More than 95% of those living without electricity are in countries in sub-Saharan Africa and developing Asia, and they are predominantly in rural areas (around 80% of the world total). While still far from complete, progress in providing electrification in urban areas has outpaced that in rural areas two to one since 2000. Sub-Saharan Africa has now become the most electricity poor region in the world in terms of the total number of people (surpassing Asia), as well as the share of its overall population. But the pace at which the picture in Africa has been deteriorating has slowed, and rapid population growth can conceal the efforts and results that are taking place.
While the number of people relying on biomass is larger in developing Asia than in sub-Saharan Africa, their share of the population is lower: 50% in developing Asia, compared with 80% in sub-Saharan Africa. Overall, nearly three-quarters of the global population living without clean cooking facilities (around 2 billion people) live in just ten countries.

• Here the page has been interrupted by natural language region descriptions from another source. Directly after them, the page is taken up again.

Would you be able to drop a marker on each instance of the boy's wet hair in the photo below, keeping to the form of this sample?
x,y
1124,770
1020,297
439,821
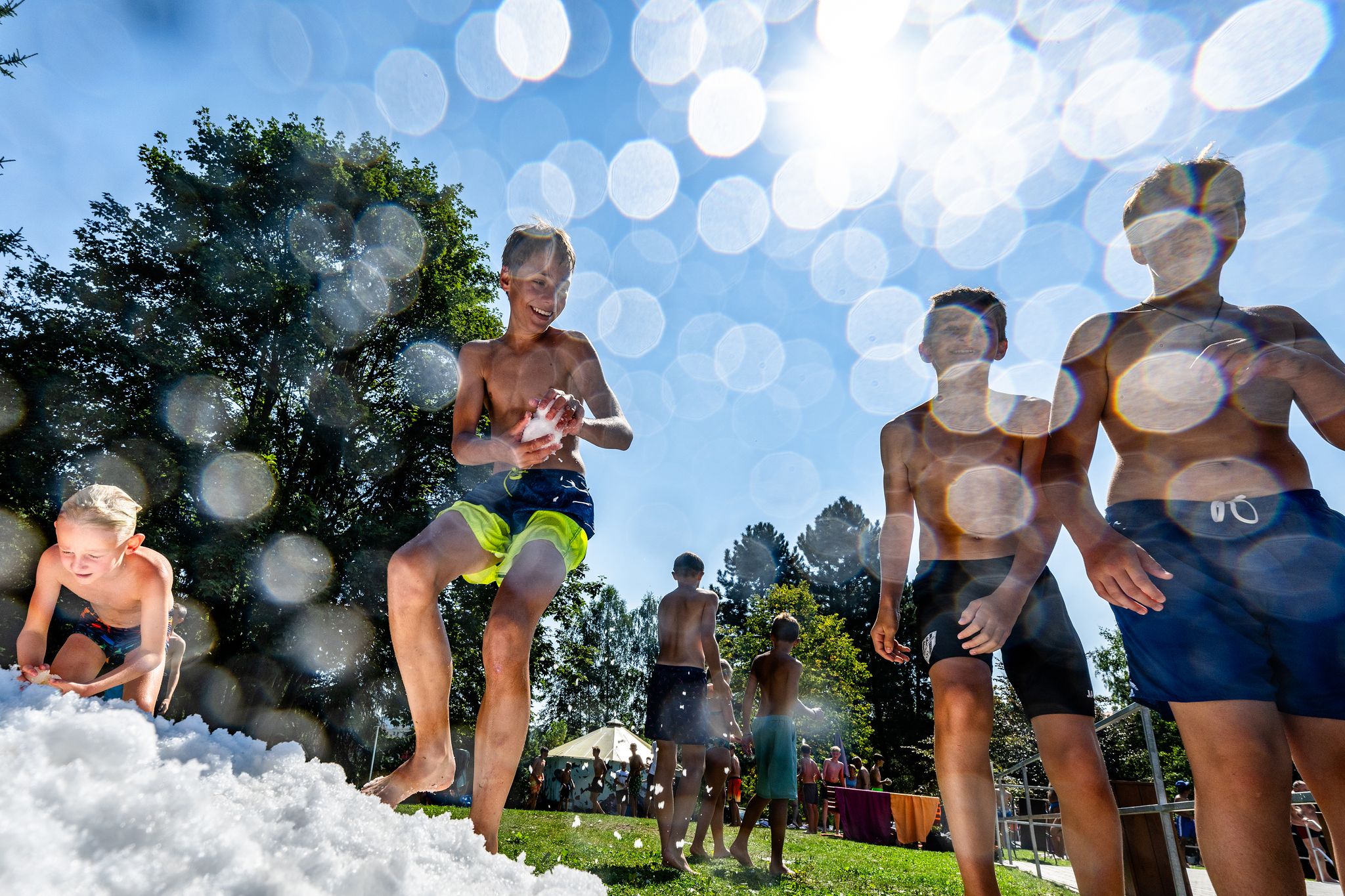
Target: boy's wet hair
x,y
1183,186
102,505
978,300
526,241
688,562
785,628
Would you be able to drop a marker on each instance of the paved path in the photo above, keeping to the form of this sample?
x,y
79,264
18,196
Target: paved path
x,y
1200,884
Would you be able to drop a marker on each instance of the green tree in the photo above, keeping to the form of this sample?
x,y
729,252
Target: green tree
x,y
264,355
758,561
12,240
834,673
600,670
1124,746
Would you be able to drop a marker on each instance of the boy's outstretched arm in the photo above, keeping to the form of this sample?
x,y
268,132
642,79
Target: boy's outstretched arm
x,y
177,651
992,618
1309,367
471,449
893,542
711,647
32,648
1118,568
749,706
608,426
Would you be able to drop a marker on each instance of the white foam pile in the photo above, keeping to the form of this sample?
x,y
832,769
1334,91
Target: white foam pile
x,y
99,798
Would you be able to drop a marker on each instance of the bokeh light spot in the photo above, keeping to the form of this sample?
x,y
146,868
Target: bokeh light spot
x,y
643,179
204,410
428,372
478,62
1261,53
990,501
726,112
630,323
410,92
1169,393
531,37
294,568
237,485
734,214
848,265
748,358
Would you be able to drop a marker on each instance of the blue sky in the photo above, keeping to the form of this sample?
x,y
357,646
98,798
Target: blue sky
x,y
762,192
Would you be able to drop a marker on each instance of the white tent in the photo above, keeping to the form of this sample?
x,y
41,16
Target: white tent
x,y
613,742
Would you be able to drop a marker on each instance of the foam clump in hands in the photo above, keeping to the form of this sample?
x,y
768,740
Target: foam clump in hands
x,y
263,819
540,425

This deteriorating global picture dispels any notion that the transition to cleaner cooking fuels and appliances is straightforward. Economic development and income growth do not automatically lead to the adoption of clean cooking facilities, meaning that specific government policies have an important role to play. Despite this, clean cooking features much lower on government priorities than promoting access to electricity.
A population similar to that of the European Union and the United States combined lives without clean cooking facilities in India (840 million people), by far the largest national population of any country in the world. Around one-third of China’s population have no clean cooking facilities, illustrating the disconnect that can exist between rising incomes, improving electricity access and clean cooking.